# [Guide][Windows 10 Mobile] How to reinstall the Glance screen app



## djtonka (Mar 24, 2016)

Is the Glance screen not compatible with Windows 10 Mobile? Not any more  

 No Interop required
Simply enable developer mode
Sideload the XAP a do not open it
Open Store on GS app and click Update
When error will occur , unistall the XAP form the app list
Keep pressing the Arrow and go back to the Store 
Click the Refresh button
All done





Source


----------



## MORPEHUS (Mar 29, 2016)

Hello, can you do same thing with Glance Backround
https://www.microsoft.com/ru-ru/store/apps/glance-background/9wzdncrfhw46#


----------



## djtonka (Mar 29, 2016)

It is still possible to get it from the Store


----------



## GOgzs (Mar 29, 2016)

Interesting approach, and it really works (the part of installing it). But once I open it, the drop downs are empty, the toggle buttons are all switched off, and if I touch anything, the app crashes.

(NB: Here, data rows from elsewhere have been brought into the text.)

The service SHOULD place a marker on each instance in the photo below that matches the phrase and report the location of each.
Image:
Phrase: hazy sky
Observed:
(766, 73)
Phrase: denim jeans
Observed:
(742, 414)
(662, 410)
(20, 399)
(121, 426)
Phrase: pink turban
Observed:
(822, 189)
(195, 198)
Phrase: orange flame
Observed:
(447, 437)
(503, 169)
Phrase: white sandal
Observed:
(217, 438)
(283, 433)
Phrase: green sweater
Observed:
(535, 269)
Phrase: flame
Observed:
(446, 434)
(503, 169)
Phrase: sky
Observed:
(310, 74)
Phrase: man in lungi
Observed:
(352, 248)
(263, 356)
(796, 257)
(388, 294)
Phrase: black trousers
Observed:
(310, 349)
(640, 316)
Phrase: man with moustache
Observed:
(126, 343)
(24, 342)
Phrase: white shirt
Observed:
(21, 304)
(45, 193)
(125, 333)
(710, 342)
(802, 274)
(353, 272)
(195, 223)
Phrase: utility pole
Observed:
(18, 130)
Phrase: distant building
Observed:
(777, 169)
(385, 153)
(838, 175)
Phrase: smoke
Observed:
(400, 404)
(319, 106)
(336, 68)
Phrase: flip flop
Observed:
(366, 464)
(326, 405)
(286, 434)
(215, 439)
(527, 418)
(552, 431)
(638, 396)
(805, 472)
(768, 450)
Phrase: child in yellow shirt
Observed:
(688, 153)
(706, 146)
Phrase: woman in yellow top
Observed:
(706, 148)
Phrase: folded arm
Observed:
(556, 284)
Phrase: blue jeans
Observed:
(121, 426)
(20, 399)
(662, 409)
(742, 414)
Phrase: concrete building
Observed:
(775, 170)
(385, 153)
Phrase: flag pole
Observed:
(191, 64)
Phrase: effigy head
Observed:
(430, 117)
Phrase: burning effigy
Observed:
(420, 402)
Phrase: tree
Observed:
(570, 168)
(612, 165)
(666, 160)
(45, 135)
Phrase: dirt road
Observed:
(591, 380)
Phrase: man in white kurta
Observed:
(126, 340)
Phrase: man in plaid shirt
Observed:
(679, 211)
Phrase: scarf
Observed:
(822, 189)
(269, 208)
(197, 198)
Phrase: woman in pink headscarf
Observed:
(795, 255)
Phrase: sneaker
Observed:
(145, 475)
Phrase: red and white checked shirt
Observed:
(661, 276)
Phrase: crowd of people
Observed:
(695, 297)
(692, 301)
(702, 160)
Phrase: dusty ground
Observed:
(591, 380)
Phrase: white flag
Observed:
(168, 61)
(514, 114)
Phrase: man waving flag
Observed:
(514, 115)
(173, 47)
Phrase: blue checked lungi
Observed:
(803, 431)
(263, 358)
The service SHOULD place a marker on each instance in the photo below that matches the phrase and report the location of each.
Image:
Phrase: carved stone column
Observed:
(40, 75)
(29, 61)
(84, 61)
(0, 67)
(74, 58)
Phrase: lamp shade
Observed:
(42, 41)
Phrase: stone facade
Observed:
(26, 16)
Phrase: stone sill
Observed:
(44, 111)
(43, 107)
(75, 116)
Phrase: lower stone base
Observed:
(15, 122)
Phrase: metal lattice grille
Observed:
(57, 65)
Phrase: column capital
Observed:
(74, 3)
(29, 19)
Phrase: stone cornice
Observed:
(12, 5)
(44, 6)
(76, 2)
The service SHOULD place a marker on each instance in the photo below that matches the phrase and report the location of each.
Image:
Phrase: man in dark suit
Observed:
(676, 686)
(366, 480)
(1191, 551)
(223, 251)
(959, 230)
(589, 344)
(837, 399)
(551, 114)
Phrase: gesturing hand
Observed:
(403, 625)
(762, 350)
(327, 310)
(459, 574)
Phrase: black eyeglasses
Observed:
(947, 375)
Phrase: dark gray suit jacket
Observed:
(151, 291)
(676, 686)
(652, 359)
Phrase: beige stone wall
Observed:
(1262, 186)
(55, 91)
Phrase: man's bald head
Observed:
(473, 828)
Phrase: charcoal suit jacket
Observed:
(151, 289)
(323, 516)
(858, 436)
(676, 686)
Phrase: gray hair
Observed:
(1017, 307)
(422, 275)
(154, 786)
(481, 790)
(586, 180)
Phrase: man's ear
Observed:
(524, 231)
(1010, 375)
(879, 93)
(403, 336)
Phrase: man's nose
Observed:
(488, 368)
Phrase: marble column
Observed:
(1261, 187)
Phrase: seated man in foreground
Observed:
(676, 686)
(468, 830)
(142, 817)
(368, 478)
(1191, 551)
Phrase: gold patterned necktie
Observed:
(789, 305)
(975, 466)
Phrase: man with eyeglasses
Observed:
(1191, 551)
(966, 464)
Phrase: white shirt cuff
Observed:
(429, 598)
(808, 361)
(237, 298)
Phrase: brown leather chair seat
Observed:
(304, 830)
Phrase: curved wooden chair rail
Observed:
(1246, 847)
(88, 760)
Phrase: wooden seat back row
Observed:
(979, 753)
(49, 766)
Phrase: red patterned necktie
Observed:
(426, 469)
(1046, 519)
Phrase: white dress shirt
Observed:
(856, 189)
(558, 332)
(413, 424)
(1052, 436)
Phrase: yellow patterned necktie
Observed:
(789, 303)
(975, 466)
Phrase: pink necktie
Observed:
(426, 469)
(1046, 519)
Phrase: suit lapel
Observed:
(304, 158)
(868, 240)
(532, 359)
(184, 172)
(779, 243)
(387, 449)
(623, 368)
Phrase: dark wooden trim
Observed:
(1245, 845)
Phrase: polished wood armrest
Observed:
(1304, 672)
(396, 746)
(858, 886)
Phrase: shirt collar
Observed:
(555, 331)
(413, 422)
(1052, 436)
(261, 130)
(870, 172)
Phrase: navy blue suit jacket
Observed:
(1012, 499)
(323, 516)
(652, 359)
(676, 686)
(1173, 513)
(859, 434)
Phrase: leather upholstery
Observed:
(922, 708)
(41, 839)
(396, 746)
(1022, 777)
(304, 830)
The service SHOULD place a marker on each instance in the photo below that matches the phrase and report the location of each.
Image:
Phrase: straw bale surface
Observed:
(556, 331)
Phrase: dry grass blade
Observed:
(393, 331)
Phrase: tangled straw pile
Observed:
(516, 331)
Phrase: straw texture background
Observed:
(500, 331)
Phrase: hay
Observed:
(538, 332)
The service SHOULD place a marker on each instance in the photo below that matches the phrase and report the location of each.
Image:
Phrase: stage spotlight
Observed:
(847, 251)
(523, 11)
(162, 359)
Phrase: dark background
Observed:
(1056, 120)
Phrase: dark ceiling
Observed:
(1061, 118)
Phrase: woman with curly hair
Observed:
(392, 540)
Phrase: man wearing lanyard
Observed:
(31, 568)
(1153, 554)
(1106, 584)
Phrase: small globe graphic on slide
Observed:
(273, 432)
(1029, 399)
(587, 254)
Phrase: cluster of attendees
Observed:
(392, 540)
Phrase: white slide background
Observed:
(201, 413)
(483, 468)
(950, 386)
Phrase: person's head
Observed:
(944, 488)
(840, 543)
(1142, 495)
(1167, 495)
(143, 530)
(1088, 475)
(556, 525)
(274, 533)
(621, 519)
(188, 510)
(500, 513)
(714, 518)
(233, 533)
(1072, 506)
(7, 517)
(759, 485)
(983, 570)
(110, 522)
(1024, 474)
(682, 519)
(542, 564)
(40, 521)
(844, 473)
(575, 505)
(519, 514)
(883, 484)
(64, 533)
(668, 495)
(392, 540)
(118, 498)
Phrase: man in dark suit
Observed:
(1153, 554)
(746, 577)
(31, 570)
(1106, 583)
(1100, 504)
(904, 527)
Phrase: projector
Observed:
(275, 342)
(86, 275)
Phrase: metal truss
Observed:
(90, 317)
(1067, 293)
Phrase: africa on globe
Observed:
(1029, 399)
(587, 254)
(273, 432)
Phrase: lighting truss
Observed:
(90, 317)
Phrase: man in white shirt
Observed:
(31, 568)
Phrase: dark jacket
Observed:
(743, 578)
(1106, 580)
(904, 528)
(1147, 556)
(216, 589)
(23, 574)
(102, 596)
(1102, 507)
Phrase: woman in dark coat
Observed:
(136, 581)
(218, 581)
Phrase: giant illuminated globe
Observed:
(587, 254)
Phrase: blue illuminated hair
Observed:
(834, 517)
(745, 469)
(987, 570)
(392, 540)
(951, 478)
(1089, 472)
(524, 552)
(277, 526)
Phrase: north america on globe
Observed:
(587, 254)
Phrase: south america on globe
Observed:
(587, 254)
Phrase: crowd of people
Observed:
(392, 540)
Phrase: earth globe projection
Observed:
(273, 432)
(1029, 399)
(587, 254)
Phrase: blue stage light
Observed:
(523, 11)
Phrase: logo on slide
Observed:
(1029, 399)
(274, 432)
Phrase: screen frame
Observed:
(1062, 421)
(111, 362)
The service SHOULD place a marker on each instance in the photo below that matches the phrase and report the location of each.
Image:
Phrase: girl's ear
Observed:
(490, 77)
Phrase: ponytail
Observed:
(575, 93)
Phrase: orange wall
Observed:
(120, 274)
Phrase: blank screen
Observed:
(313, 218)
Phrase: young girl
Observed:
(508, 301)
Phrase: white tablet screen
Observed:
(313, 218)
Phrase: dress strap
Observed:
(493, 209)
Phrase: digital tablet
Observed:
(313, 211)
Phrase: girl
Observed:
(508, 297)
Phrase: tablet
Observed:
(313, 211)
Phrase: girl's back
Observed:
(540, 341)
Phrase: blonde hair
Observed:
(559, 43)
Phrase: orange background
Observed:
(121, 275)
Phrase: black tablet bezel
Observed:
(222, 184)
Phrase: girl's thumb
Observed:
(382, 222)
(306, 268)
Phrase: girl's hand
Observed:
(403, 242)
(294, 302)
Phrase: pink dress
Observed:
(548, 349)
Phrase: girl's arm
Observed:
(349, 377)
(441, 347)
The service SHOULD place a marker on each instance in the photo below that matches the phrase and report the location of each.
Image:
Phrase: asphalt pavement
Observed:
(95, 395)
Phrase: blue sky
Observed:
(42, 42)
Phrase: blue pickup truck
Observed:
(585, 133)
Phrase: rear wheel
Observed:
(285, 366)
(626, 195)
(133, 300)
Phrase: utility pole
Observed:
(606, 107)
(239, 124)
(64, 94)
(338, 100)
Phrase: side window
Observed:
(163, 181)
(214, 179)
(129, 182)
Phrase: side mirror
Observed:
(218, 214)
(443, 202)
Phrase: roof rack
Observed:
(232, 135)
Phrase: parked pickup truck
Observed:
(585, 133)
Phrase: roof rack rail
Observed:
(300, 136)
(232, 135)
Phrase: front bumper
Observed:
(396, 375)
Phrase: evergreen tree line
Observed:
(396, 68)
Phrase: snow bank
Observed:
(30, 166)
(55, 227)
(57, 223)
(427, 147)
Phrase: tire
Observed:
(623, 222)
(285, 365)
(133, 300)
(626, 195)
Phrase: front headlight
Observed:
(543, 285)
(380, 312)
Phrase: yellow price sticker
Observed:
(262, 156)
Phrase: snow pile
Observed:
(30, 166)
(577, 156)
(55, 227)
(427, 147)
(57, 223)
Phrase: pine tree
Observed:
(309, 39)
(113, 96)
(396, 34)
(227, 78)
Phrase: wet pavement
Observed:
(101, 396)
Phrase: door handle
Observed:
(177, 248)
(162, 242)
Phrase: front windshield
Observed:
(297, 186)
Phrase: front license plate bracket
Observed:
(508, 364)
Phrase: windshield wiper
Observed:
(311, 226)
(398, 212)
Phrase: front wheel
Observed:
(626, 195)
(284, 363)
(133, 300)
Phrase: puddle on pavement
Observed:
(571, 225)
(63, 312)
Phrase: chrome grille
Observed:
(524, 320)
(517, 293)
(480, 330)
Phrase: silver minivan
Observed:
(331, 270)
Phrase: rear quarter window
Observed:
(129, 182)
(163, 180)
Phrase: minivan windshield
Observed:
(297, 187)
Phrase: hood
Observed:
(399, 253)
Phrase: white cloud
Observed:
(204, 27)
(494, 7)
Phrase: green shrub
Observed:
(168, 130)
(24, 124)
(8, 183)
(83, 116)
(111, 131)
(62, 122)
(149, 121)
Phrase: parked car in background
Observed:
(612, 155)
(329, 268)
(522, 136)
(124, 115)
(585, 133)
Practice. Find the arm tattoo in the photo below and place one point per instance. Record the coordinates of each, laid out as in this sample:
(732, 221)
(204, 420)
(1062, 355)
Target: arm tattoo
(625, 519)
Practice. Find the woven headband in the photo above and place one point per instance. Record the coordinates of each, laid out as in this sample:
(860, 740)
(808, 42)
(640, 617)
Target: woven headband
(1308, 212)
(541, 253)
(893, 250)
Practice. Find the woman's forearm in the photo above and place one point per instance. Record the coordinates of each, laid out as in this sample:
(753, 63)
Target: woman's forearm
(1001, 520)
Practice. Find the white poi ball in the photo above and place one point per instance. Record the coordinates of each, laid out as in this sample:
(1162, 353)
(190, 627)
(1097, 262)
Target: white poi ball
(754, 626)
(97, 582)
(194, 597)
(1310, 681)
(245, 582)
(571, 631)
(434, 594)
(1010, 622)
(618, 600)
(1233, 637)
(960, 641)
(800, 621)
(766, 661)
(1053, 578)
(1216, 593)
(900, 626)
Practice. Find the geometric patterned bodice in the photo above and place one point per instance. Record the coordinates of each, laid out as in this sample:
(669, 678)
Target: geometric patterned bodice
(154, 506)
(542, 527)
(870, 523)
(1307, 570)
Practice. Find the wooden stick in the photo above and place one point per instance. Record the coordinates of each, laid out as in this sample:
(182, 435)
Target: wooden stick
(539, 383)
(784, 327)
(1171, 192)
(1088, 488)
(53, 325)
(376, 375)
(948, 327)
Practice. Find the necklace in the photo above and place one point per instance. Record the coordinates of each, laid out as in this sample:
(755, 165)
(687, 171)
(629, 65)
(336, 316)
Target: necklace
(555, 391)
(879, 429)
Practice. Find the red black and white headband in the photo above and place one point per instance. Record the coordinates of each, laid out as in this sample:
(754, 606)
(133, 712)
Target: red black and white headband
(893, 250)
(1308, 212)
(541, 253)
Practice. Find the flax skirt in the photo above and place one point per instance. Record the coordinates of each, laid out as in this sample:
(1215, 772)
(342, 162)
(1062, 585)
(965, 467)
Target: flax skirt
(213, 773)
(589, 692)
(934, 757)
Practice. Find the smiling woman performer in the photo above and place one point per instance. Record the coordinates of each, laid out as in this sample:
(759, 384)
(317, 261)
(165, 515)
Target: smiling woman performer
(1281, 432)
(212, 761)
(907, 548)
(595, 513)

Lumia 640 DS (Polish Country Variant) with the latest Win10 Insider Fast Ring.


----------



## qzem (Mar 29, 2016)

Which version of W10M has the problem with glance screen?


----------



## MORPEHUS (Mar 29, 2016)

djtonka said:


> It is still possible to get it from the Store

Click to collapse



Strange, i can"t.



It says This app is not more available.
Official .164 on lumia 640ds


----------



## dxdy (Mar 31, 2016)

Glance Background app is useless in W10M and thats why is removed.... not such loss... if your device support pictures on glance screen you can add it via glance settings.. no need for any app..


----------



## MagicAndre1981 (Apr 3, 2016)

I only needed to open the Store and go to the list of apps and here I clicked on the arrow to download the app


----------



## Raux (Jul 22, 2016)

Sorry it might be a late question, but I have tried your XAP on L1020 running latest Redstone build 14393, but can't deploy xap, gives me the error: WMAppManifest is invalid. Might you know how to fix it?


----------



## tofuschnitte (Jul 22, 2016)

read the last 2-3 pages of this topic: http://forum.xda-developers.com/win...indows-mobile-10-redstone-rs1-build-t3319375/

some guys (including me) tested different things the last days and got it working on redstone without issues


----------



## Swordfishx86 (Jul 22, 2016)

Starting to read from here should suffice.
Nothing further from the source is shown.